Silva teve sentença declarada como improcedente em primeira instância, na 38ª Vara do Trabalho do Rio de Janeiro. O recorrente buscou o Tribunal Regional do Trabalho (TRT-RJ) para retomada da ação para ouvir as testemunhas do caso e, em seguida, seguir para um novo julgamento.

A discriminação teve início em 2017 e perdurou por mais três anos, até sua demissão da instituição, em março de 2020. Sua decisão de desligamento teve motivação na mudança de orientação da Igreja: “Havíamos decidido sair por ter visto tudo o que a gente viu acontecer na Igreja”, conta, referindo-se às saídas dele e da esposa, a obreira Luciana Mendes Campos da Silva.

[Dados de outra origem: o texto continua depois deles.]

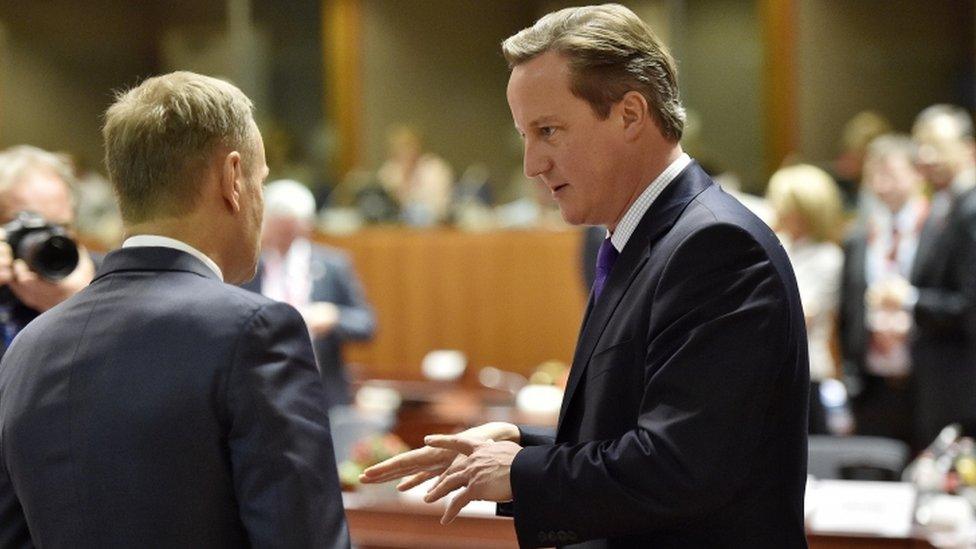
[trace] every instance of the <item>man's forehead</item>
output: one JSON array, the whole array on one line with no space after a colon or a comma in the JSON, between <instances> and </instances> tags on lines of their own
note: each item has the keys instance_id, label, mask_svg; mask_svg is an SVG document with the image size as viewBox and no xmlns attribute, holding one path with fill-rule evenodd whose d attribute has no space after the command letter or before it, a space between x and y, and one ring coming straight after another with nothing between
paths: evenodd
<instances>
[{"instance_id":1,"label":"man's forehead","mask_svg":"<svg viewBox=\"0 0 976 549\"><path fill-rule=\"evenodd\" d=\"M527 129L552 121L571 97L569 68L566 59L548 52L516 65L508 81L509 107L515 125Z\"/></svg>"},{"instance_id":2,"label":"man's forehead","mask_svg":"<svg viewBox=\"0 0 976 549\"><path fill-rule=\"evenodd\" d=\"M920 141L962 141L958 123L949 116L936 116L921 124L915 132Z\"/></svg>"}]
</instances>

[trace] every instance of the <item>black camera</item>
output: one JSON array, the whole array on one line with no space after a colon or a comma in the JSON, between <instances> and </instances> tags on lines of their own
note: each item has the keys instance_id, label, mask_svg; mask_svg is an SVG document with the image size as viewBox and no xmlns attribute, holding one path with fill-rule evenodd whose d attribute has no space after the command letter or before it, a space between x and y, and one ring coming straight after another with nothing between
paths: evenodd
<instances>
[{"instance_id":1,"label":"black camera","mask_svg":"<svg viewBox=\"0 0 976 549\"><path fill-rule=\"evenodd\" d=\"M20 212L3 226L14 259L50 281L61 280L78 266L78 245L64 227L48 223L34 212Z\"/></svg>"}]
</instances>

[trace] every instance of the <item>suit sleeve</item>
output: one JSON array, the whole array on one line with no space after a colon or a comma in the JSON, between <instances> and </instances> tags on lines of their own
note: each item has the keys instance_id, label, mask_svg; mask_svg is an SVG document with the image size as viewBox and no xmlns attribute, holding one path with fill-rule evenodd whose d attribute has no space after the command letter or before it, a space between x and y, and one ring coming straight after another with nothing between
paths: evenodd
<instances>
[{"instance_id":1,"label":"suit sleeve","mask_svg":"<svg viewBox=\"0 0 976 549\"><path fill-rule=\"evenodd\" d=\"M245 326L230 374L230 458L253 547L348 547L329 421L308 332L270 303Z\"/></svg>"},{"instance_id":2,"label":"suit sleeve","mask_svg":"<svg viewBox=\"0 0 976 549\"><path fill-rule=\"evenodd\" d=\"M680 527L726 505L755 465L768 416L780 413L771 411L777 378L806 375L788 351L802 326L791 326L784 282L737 227L687 237L646 298L644 362L620 366L644 371L635 427L614 440L517 454L511 483L523 546L545 545L546 531L581 541Z\"/></svg>"},{"instance_id":3,"label":"suit sleeve","mask_svg":"<svg viewBox=\"0 0 976 549\"><path fill-rule=\"evenodd\" d=\"M370 339L376 331L376 317L373 308L366 301L363 286L347 258L342 257L341 261L336 262L335 268L340 296L336 301L336 306L339 307L339 324L335 333L345 340Z\"/></svg>"},{"instance_id":4,"label":"suit sleeve","mask_svg":"<svg viewBox=\"0 0 976 549\"><path fill-rule=\"evenodd\" d=\"M959 225L947 229L957 231L960 239L950 267L957 284L919 288L915 303L915 322L947 337L966 329L969 337L976 337L976 200L969 200L968 206Z\"/></svg>"},{"instance_id":5,"label":"suit sleeve","mask_svg":"<svg viewBox=\"0 0 976 549\"><path fill-rule=\"evenodd\" d=\"M0 547L26 549L34 544L27 528L27 517L4 464L2 450L3 441L0 438Z\"/></svg>"}]
</instances>

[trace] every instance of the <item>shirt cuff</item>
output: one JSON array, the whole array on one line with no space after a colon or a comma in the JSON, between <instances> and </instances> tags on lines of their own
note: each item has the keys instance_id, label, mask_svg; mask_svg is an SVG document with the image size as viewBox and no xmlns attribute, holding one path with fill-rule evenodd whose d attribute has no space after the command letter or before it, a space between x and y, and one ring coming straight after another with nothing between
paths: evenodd
<instances>
[{"instance_id":1,"label":"shirt cuff","mask_svg":"<svg viewBox=\"0 0 976 549\"><path fill-rule=\"evenodd\" d=\"M918 304L918 288L915 286L909 286L908 291L905 293L905 300L902 301L901 307L905 312L914 313L915 305Z\"/></svg>"}]
</instances>

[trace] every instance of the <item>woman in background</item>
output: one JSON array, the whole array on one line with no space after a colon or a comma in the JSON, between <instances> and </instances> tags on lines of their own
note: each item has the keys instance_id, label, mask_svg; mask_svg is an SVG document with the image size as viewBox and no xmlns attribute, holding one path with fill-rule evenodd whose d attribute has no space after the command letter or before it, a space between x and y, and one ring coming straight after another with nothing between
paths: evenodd
<instances>
[{"instance_id":1,"label":"woman in background","mask_svg":"<svg viewBox=\"0 0 976 549\"><path fill-rule=\"evenodd\" d=\"M849 432L851 425L831 425L820 396L824 380L838 377L832 348L844 254L838 245L843 203L827 172L805 164L773 174L766 198L776 215L775 228L796 271L810 348L810 432Z\"/></svg>"}]
</instances>

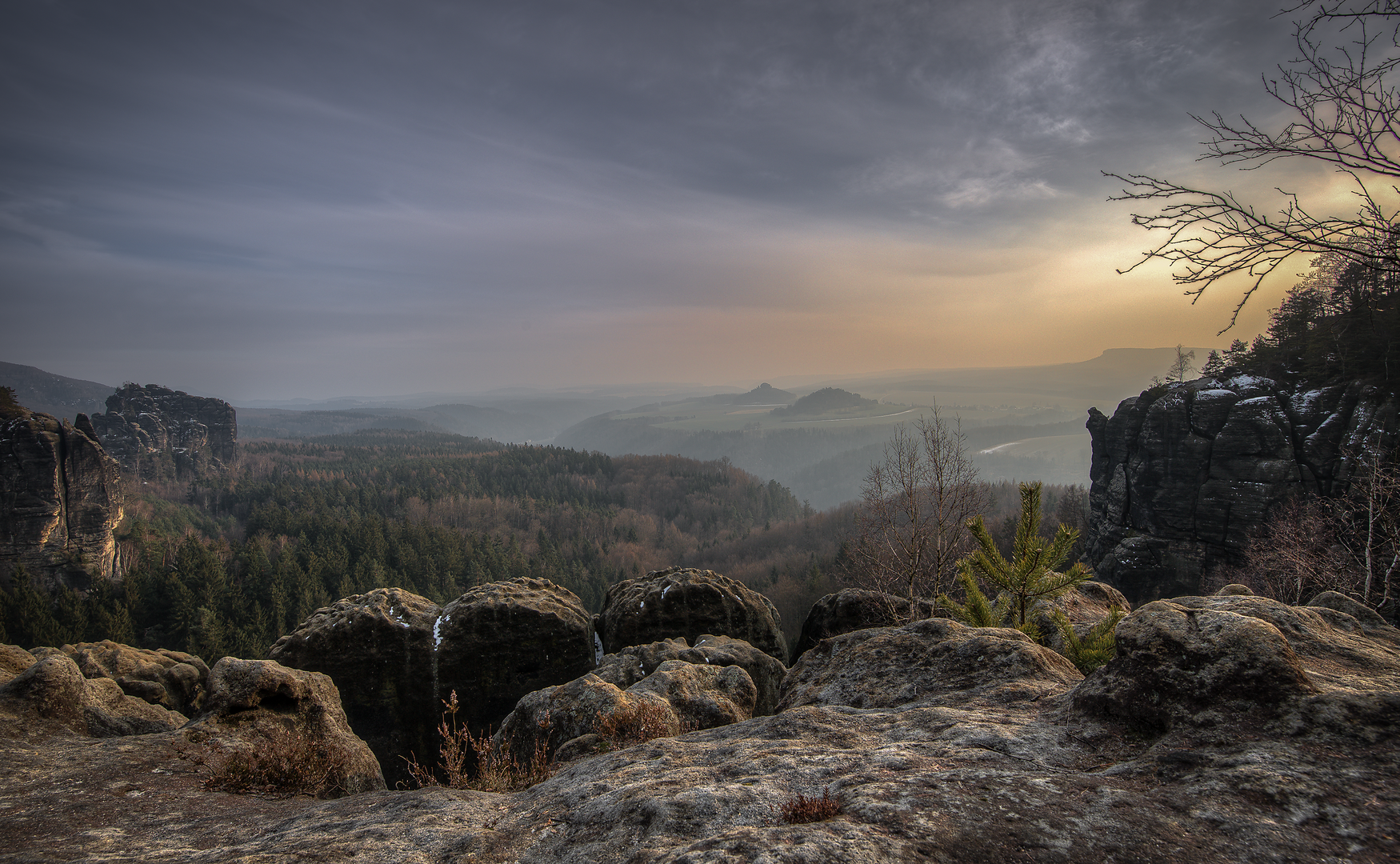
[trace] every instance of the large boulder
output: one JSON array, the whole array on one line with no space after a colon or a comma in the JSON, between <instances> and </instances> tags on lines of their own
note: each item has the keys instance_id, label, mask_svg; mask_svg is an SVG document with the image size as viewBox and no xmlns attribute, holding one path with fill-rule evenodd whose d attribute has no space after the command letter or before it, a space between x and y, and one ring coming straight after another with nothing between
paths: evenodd
<instances>
[{"instance_id":1,"label":"large boulder","mask_svg":"<svg viewBox=\"0 0 1400 864\"><path fill-rule=\"evenodd\" d=\"M109 639L63 646L84 678L109 678L136 696L182 714L197 714L209 688L209 667L185 651L123 646Z\"/></svg>"},{"instance_id":2,"label":"large boulder","mask_svg":"<svg viewBox=\"0 0 1400 864\"><path fill-rule=\"evenodd\" d=\"M223 759L276 762L288 756L277 752L288 742L305 742L297 756L321 760L330 794L385 788L378 760L346 721L336 685L319 672L225 657L209 671L204 709L182 732Z\"/></svg>"},{"instance_id":3,"label":"large boulder","mask_svg":"<svg viewBox=\"0 0 1400 864\"><path fill-rule=\"evenodd\" d=\"M542 578L477 585L435 625L437 692L456 692L473 732L501 723L521 696L566 683L596 662L592 620L573 591Z\"/></svg>"},{"instance_id":4,"label":"large boulder","mask_svg":"<svg viewBox=\"0 0 1400 864\"><path fill-rule=\"evenodd\" d=\"M932 618L822 640L783 679L778 711L1005 703L1061 693L1082 678L1019 630Z\"/></svg>"},{"instance_id":5,"label":"large boulder","mask_svg":"<svg viewBox=\"0 0 1400 864\"><path fill-rule=\"evenodd\" d=\"M1035 605L1030 620L1040 630L1040 641L1056 651L1064 651L1064 634L1056 622L1058 612L1068 619L1074 632L1084 637L1105 618L1114 612L1127 613L1133 609L1123 592L1103 583L1079 583L1060 597L1042 599Z\"/></svg>"},{"instance_id":6,"label":"large boulder","mask_svg":"<svg viewBox=\"0 0 1400 864\"><path fill-rule=\"evenodd\" d=\"M188 721L125 695L109 678L84 678L63 654L45 657L0 685L0 709L21 725L35 717L94 738L167 732Z\"/></svg>"},{"instance_id":7,"label":"large boulder","mask_svg":"<svg viewBox=\"0 0 1400 864\"><path fill-rule=\"evenodd\" d=\"M925 599L916 601L913 615L909 609L907 597L895 597L882 591L841 588L836 594L827 594L812 604L811 612L806 613L802 633L792 646L792 662L797 662L804 651L816 647L816 643L823 639L851 630L892 627L910 619L921 620L934 615L934 604Z\"/></svg>"},{"instance_id":8,"label":"large boulder","mask_svg":"<svg viewBox=\"0 0 1400 864\"><path fill-rule=\"evenodd\" d=\"M1273 716L1317 692L1289 640L1266 616L1249 613L1292 618L1288 609L1254 597L1147 604L1119 623L1117 655L1075 690L1074 703L1149 730Z\"/></svg>"},{"instance_id":9,"label":"large boulder","mask_svg":"<svg viewBox=\"0 0 1400 864\"><path fill-rule=\"evenodd\" d=\"M330 676L350 728L374 751L391 788L409 780L406 759L437 756L442 706L433 627L440 613L417 594L375 588L316 609L267 653L284 667Z\"/></svg>"},{"instance_id":10,"label":"large boulder","mask_svg":"<svg viewBox=\"0 0 1400 864\"><path fill-rule=\"evenodd\" d=\"M0 683L10 681L20 672L24 672L38 662L38 657L29 654L20 646L0 646Z\"/></svg>"},{"instance_id":11,"label":"large boulder","mask_svg":"<svg viewBox=\"0 0 1400 864\"><path fill-rule=\"evenodd\" d=\"M759 651L742 639L701 634L694 647L685 639L664 639L647 646L629 646L616 654L606 654L598 661L594 675L627 689L657 671L668 660L682 660L700 665L741 667L749 674L757 696L753 716L762 717L777 710L778 688L787 667L769 654Z\"/></svg>"},{"instance_id":12,"label":"large boulder","mask_svg":"<svg viewBox=\"0 0 1400 864\"><path fill-rule=\"evenodd\" d=\"M620 581L608 590L596 626L610 654L662 639L694 643L720 633L787 661L783 620L769 598L714 570L671 567Z\"/></svg>"},{"instance_id":13,"label":"large boulder","mask_svg":"<svg viewBox=\"0 0 1400 864\"><path fill-rule=\"evenodd\" d=\"M594 674L525 695L501 721L493 744L517 760L631 744L630 735L665 737L729 725L753 716L757 689L739 667L668 660L619 688Z\"/></svg>"},{"instance_id":14,"label":"large boulder","mask_svg":"<svg viewBox=\"0 0 1400 864\"><path fill-rule=\"evenodd\" d=\"M116 578L122 503L118 462L84 414L0 416L0 588L18 567L48 590Z\"/></svg>"}]
</instances>

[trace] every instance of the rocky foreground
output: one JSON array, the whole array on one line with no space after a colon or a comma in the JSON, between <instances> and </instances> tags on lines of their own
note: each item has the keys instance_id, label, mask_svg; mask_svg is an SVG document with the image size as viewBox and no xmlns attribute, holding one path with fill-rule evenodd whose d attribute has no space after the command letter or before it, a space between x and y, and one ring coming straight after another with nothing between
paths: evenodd
<instances>
[{"instance_id":1,"label":"rocky foreground","mask_svg":"<svg viewBox=\"0 0 1400 864\"><path fill-rule=\"evenodd\" d=\"M860 629L801 654L771 716L599 755L560 748L567 762L514 794L330 801L203 786L216 751L295 716L322 723L374 787L325 675L225 658L202 713L181 704L196 714L183 725L63 653L11 651L0 861L1394 861L1400 630L1345 609L1152 602L1088 678L1015 630ZM685 651L637 683L589 674L588 688L641 693ZM169 727L94 737L123 717ZM834 818L780 818L823 790Z\"/></svg>"}]
</instances>

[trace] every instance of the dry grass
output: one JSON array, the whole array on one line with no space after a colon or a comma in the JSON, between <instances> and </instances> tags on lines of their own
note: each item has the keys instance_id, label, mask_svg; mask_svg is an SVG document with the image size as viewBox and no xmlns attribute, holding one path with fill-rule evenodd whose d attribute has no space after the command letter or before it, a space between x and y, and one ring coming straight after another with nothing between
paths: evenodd
<instances>
[{"instance_id":1,"label":"dry grass","mask_svg":"<svg viewBox=\"0 0 1400 864\"><path fill-rule=\"evenodd\" d=\"M788 825L804 825L806 822L823 822L830 819L836 814L841 812L840 798L832 797L832 788L826 787L822 790L822 797L811 797L798 794L787 801L778 808L778 818L781 818Z\"/></svg>"},{"instance_id":2,"label":"dry grass","mask_svg":"<svg viewBox=\"0 0 1400 864\"><path fill-rule=\"evenodd\" d=\"M279 798L315 795L333 798L346 793L347 763L344 753L332 752L311 735L274 727L266 742L234 751L216 760L207 788L239 794L265 794Z\"/></svg>"},{"instance_id":3,"label":"dry grass","mask_svg":"<svg viewBox=\"0 0 1400 864\"><path fill-rule=\"evenodd\" d=\"M675 717L666 704L643 700L617 709L612 714L598 711L594 732L605 741L605 751L615 751L645 744L652 738L669 738L678 731L673 721Z\"/></svg>"},{"instance_id":4,"label":"dry grass","mask_svg":"<svg viewBox=\"0 0 1400 864\"><path fill-rule=\"evenodd\" d=\"M554 766L549 760L549 728L546 716L539 727L540 737L535 742L535 752L526 762L518 760L511 753L511 742L503 742L497 748L491 744L491 731L486 730L480 735L473 735L465 724L456 724L459 710L456 690L451 697L442 700L442 723L438 724L438 737L442 745L438 749L438 770L442 779L431 766L419 765L416 759L405 758L409 763L409 776L419 788L426 786L447 786L448 788L472 788L483 793L512 793L540 780L549 779L554 773Z\"/></svg>"}]
</instances>

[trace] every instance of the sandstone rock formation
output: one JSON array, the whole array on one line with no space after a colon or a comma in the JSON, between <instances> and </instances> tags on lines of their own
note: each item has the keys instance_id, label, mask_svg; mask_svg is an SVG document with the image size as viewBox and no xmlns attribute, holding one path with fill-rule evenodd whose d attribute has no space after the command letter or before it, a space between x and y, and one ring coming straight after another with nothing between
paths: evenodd
<instances>
[{"instance_id":1,"label":"sandstone rock formation","mask_svg":"<svg viewBox=\"0 0 1400 864\"><path fill-rule=\"evenodd\" d=\"M1091 409L1086 557L1134 604L1198 594L1281 500L1340 493L1362 445L1393 450L1397 409L1369 385L1294 392L1247 375Z\"/></svg>"},{"instance_id":2,"label":"sandstone rock formation","mask_svg":"<svg viewBox=\"0 0 1400 864\"><path fill-rule=\"evenodd\" d=\"M916 620L932 615L932 602L917 601L913 616ZM812 604L812 611L802 622L802 633L798 636L797 644L792 646L792 662L795 664L804 651L815 647L823 639L851 630L889 627L907 620L910 620L909 598L864 588L841 588Z\"/></svg>"},{"instance_id":3,"label":"sandstone rock formation","mask_svg":"<svg viewBox=\"0 0 1400 864\"><path fill-rule=\"evenodd\" d=\"M1117 627L1117 657L1074 692L1084 711L1138 728L1232 720L1351 735L1400 731L1400 630L1263 597L1154 601ZM1372 731L1368 731L1372 730Z\"/></svg>"},{"instance_id":4,"label":"sandstone rock formation","mask_svg":"<svg viewBox=\"0 0 1400 864\"><path fill-rule=\"evenodd\" d=\"M1064 615L1074 627L1074 632L1084 637L1113 612L1128 612L1131 609L1133 605L1128 604L1127 598L1117 588L1103 583L1088 581L1079 583L1057 598L1037 602L1032 611L1030 620L1040 629L1040 643L1056 651L1061 651L1064 648L1064 636L1060 633L1060 626L1051 615L1053 611Z\"/></svg>"},{"instance_id":5,"label":"sandstone rock formation","mask_svg":"<svg viewBox=\"0 0 1400 864\"><path fill-rule=\"evenodd\" d=\"M0 417L0 587L18 566L48 590L85 590L90 574L116 578L120 520L118 464L87 416Z\"/></svg>"},{"instance_id":6,"label":"sandstone rock formation","mask_svg":"<svg viewBox=\"0 0 1400 864\"><path fill-rule=\"evenodd\" d=\"M204 714L182 734L209 749L238 752L267 746L288 730L332 755L336 787L351 794L385 788L374 753L350 731L336 685L319 672L225 657L209 671Z\"/></svg>"},{"instance_id":7,"label":"sandstone rock formation","mask_svg":"<svg viewBox=\"0 0 1400 864\"><path fill-rule=\"evenodd\" d=\"M183 714L126 696L111 678L84 678L62 654L45 657L0 685L0 713L14 724L52 721L94 738L165 732L186 723Z\"/></svg>"},{"instance_id":8,"label":"sandstone rock formation","mask_svg":"<svg viewBox=\"0 0 1400 864\"><path fill-rule=\"evenodd\" d=\"M433 636L437 692L456 692L458 720L473 732L500 724L521 696L573 681L596 662L584 604L542 578L472 588L442 609Z\"/></svg>"},{"instance_id":9,"label":"sandstone rock formation","mask_svg":"<svg viewBox=\"0 0 1400 864\"><path fill-rule=\"evenodd\" d=\"M84 678L111 678L127 696L195 716L204 704L209 667L185 651L123 646L109 639L63 646Z\"/></svg>"},{"instance_id":10,"label":"sandstone rock formation","mask_svg":"<svg viewBox=\"0 0 1400 864\"><path fill-rule=\"evenodd\" d=\"M234 406L157 384L125 384L92 426L122 468L146 480L220 472L238 454Z\"/></svg>"},{"instance_id":11,"label":"sandstone rock formation","mask_svg":"<svg viewBox=\"0 0 1400 864\"><path fill-rule=\"evenodd\" d=\"M350 728L374 751L391 788L409 779L405 759L437 758L442 706L433 626L440 612L417 594L375 588L318 609L267 653L284 667L330 676Z\"/></svg>"},{"instance_id":12,"label":"sandstone rock formation","mask_svg":"<svg viewBox=\"0 0 1400 864\"><path fill-rule=\"evenodd\" d=\"M501 723L493 742L511 748L518 760L529 759L536 746L554 755L585 737L594 746L616 745L599 735L603 724L620 721L627 727L638 723L638 713L654 727L652 737L658 731L678 735L748 720L756 696L753 679L739 667L668 660L626 690L588 674L528 693ZM584 755L591 748L568 749Z\"/></svg>"},{"instance_id":13,"label":"sandstone rock formation","mask_svg":"<svg viewBox=\"0 0 1400 864\"><path fill-rule=\"evenodd\" d=\"M608 590L595 622L602 650L717 633L787 661L783 622L769 598L713 570L671 567Z\"/></svg>"},{"instance_id":14,"label":"sandstone rock formation","mask_svg":"<svg viewBox=\"0 0 1400 864\"><path fill-rule=\"evenodd\" d=\"M749 674L757 689L753 716L762 717L777 710L778 688L783 686L787 667L749 643L728 636L701 634L693 648L683 639L665 639L648 646L629 646L616 654L603 655L592 674L626 690L655 672L668 660L714 667L739 667Z\"/></svg>"},{"instance_id":15,"label":"sandstone rock formation","mask_svg":"<svg viewBox=\"0 0 1400 864\"><path fill-rule=\"evenodd\" d=\"M1008 662L1029 643L955 627L942 632L955 644L1004 643L995 646L1001 660L988 664L984 653L930 646L949 683L902 702L890 662L902 655L888 647L878 655L872 634L888 640L906 627L861 630L827 644L867 646L872 692L900 704L806 704L658 738L571 760L508 795L427 788L272 804L206 791L207 766L171 746L179 732L43 742L25 732L0 737L7 767L0 773L0 850L39 849L46 860L94 863L126 861L133 850L155 863L1400 858L1400 711L1386 713L1400 690L1389 672L1364 675L1400 662L1396 630L1366 627L1330 608L1256 601L1172 604L1259 623L1267 616L1285 634L1316 692L1270 703L1268 717L1219 713L1204 718L1212 724L1128 730L1075 707L1072 675L1057 681L1053 658L1021 654ZM925 643L941 639L923 634ZM794 674L820 651L808 651ZM1050 674L1036 671L1042 661ZM846 661L837 651L829 662ZM1176 676L1169 667L1161 672ZM1124 672L1105 667L1100 674ZM818 676L815 669L804 675ZM911 675L934 678L918 667ZM854 693L855 681L840 686ZM781 821L784 802L823 790L840 802L834 818Z\"/></svg>"},{"instance_id":16,"label":"sandstone rock formation","mask_svg":"<svg viewBox=\"0 0 1400 864\"><path fill-rule=\"evenodd\" d=\"M1019 630L931 618L822 640L783 679L778 713L801 706L1033 700L1082 678L1074 664Z\"/></svg>"}]
</instances>

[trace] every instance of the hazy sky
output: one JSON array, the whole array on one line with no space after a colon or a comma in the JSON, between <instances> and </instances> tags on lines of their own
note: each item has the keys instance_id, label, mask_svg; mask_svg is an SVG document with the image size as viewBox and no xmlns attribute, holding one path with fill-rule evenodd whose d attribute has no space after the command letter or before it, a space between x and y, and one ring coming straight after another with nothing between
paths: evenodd
<instances>
[{"instance_id":1,"label":"hazy sky","mask_svg":"<svg viewBox=\"0 0 1400 864\"><path fill-rule=\"evenodd\" d=\"M0 360L237 402L1217 344L1238 293L1114 274L1099 172L1243 188L1189 115L1281 123L1278 7L8 0Z\"/></svg>"}]
</instances>

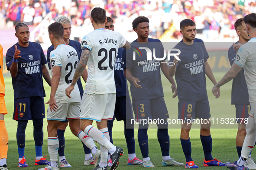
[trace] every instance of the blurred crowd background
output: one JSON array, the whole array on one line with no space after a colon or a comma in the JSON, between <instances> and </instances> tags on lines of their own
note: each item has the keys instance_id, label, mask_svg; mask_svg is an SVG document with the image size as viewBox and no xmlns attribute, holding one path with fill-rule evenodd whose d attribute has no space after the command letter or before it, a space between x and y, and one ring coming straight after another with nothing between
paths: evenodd
<instances>
[{"instance_id":1,"label":"blurred crowd background","mask_svg":"<svg viewBox=\"0 0 256 170\"><path fill-rule=\"evenodd\" d=\"M79 41L93 30L90 13L96 6L106 9L107 16L114 19L115 31L130 41L136 38L132 22L139 16L149 18L152 38L181 39L179 23L191 19L196 23L198 38L233 41L237 39L236 20L256 13L256 0L0 0L0 28L23 22L35 29L34 41L44 43L49 41L44 38L48 25L66 16L72 21L71 38Z\"/></svg>"}]
</instances>

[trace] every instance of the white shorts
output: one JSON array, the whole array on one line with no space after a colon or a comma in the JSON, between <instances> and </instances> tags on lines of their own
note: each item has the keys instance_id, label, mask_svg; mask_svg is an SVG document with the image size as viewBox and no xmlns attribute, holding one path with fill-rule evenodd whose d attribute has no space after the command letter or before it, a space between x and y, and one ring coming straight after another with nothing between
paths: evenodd
<instances>
[{"instance_id":1,"label":"white shorts","mask_svg":"<svg viewBox=\"0 0 256 170\"><path fill-rule=\"evenodd\" d=\"M113 118L116 94L92 94L84 93L81 101L80 119L100 122Z\"/></svg>"},{"instance_id":2,"label":"white shorts","mask_svg":"<svg viewBox=\"0 0 256 170\"><path fill-rule=\"evenodd\" d=\"M63 121L70 119L79 119L81 102L56 103L58 106L56 111L51 111L50 107L47 109L47 120Z\"/></svg>"}]
</instances>

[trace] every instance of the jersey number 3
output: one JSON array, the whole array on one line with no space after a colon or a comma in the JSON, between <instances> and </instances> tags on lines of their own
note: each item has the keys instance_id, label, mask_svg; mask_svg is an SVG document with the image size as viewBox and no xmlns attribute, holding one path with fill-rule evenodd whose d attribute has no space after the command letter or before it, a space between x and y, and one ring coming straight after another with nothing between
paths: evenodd
<instances>
[{"instance_id":1,"label":"jersey number 3","mask_svg":"<svg viewBox=\"0 0 256 170\"><path fill-rule=\"evenodd\" d=\"M114 55L113 55L113 52L114 53ZM101 48L99 50L98 56L103 56L105 55L102 59L101 59L98 63L98 68L101 70L107 69L108 66L102 66L102 63L108 58L108 54L109 56L109 57L108 57L109 59L109 68L111 69L113 69L114 66L112 66L112 61L114 61L116 56L117 56L117 49L115 48L112 48L110 50L109 52L108 53L108 51L106 48Z\"/></svg>"}]
</instances>

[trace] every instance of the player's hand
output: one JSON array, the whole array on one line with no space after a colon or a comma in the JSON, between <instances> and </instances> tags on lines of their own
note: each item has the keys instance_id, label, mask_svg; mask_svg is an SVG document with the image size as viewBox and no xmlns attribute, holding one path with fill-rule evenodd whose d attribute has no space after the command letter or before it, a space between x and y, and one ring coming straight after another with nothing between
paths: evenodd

Segundo ela, a cobrança pelo fluxo de caixa era persistente: “Essa cobrança excessiva, as vendas de livros, de mel, de ingressos de cinema para ver o filme do bispo, são coisas que não batiam com o Evangelho. Não tinha nada a ver com a pregação que eles dizem fazer da Bíblia”, revela.

Em seu depoimento, o pastor indica que a gordofobia teve início quando um nome ascendeu como número dois na hierarquia na Igreja Universal: Renato Cardoso, esposo de Cristiane Cardoso.

Ele também narra uma ocasião em que o bispo Edir Macedo teria dito que investiria seu dinheiro em almas, mas que dispendeu seu patrimônio em uma mansão nos Estados Unidos no valor de milhões de dólares. “Estamos trabalhando para Jesus ou para o Macedo?”, teria questionado Silva a sua esposa.

Proibição de casamentos interraciais

O ex-pastor da Universal ainda revelou que a Igreja adotava uma prática discriminatória de racismo, a de não permitir relacionamentos entre pessoas de diferentes grupos étnico-raciais. “Negro não podia casar com uma branca, nem branca com um negro”, afirma.

“Houve um tempo lá dentro que o pastor tinha de casar com uma noiva, uma obreira, da mesma cor de pele que ele. Por exemplo: um branquinho não podia casar com uma moreninha, e vice-versa. Essa prática ainda existe lá dentro, até hoje.”